小川+大津がこの西瓜を映像として切り取ったのは、三里塚の農民たちの喜怒哀楽の現場に映画が降りていったからにほかなるまい。むろんカメラをかなぐり捨てるという選択もあり得よう。それでも、カメラを選んだのである。そのことの意味を例えば新聞記者とやらは考えたことがあるのだろうか。
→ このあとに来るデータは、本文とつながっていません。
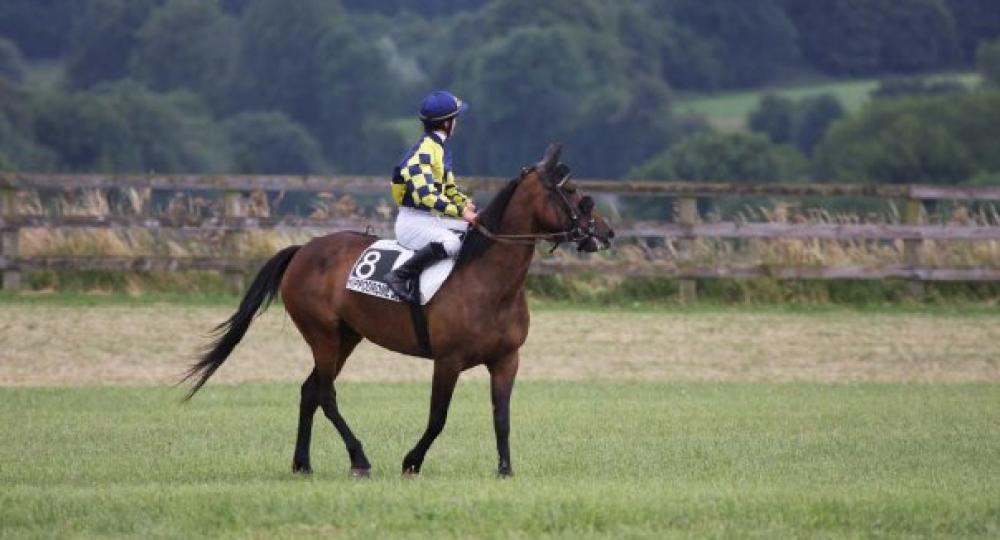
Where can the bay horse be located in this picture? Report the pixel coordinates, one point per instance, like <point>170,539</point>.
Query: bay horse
<point>480,315</point>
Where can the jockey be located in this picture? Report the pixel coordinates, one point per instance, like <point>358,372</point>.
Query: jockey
<point>432,211</point>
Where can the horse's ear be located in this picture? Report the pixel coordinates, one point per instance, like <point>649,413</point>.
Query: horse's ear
<point>551,158</point>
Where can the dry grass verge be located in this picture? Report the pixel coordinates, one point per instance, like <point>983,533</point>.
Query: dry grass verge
<point>64,345</point>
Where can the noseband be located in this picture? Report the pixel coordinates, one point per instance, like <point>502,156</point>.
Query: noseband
<point>575,232</point>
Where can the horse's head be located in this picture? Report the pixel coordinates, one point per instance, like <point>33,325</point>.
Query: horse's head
<point>565,209</point>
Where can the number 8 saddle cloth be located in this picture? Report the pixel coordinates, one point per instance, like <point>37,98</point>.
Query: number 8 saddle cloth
<point>382,257</point>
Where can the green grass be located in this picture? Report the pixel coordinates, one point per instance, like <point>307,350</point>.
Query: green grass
<point>592,459</point>
<point>728,111</point>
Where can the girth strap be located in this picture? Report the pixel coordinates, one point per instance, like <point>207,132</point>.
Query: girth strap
<point>419,319</point>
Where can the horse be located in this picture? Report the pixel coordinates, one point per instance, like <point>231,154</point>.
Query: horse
<point>478,317</point>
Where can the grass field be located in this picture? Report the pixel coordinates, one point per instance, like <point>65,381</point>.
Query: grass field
<point>592,459</point>
<point>696,422</point>
<point>729,110</point>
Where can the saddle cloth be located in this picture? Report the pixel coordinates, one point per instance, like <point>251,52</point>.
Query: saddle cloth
<point>386,255</point>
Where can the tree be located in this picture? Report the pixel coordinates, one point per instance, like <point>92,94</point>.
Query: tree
<point>754,41</point>
<point>975,22</point>
<point>735,157</point>
<point>851,37</point>
<point>278,65</point>
<point>186,44</point>
<point>11,63</point>
<point>271,143</point>
<point>914,140</point>
<point>17,138</point>
<point>988,62</point>
<point>103,39</point>
<point>530,84</point>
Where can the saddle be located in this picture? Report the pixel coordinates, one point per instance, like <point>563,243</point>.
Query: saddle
<point>386,255</point>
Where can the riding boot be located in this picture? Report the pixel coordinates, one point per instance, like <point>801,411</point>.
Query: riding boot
<point>404,281</point>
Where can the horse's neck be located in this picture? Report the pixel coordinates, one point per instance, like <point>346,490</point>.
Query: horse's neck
<point>505,265</point>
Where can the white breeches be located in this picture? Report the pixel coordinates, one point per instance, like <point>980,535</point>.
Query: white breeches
<point>417,228</point>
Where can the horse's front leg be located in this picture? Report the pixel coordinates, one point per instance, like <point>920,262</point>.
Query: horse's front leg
<point>445,376</point>
<point>502,374</point>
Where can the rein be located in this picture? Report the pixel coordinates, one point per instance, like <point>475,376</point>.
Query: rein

現在の、いや昔も今もマスメディアは現場に降りていかないのだ。現場を遠まわしにして、上から眺めているだけなのだ。保守派の言動もまた然り。ましてや進歩派、良心派、市民派においておや、である。そのようにしか心斎橋の通り魔事件は報道されなかったし、そのようにしか論じられなかったということである。最初から民衆の生活との連帯を拒絶しているのだ。テオ・アンゲロプロスの映画が曇り続けていたことにも恐らく鈍感なのだろうな。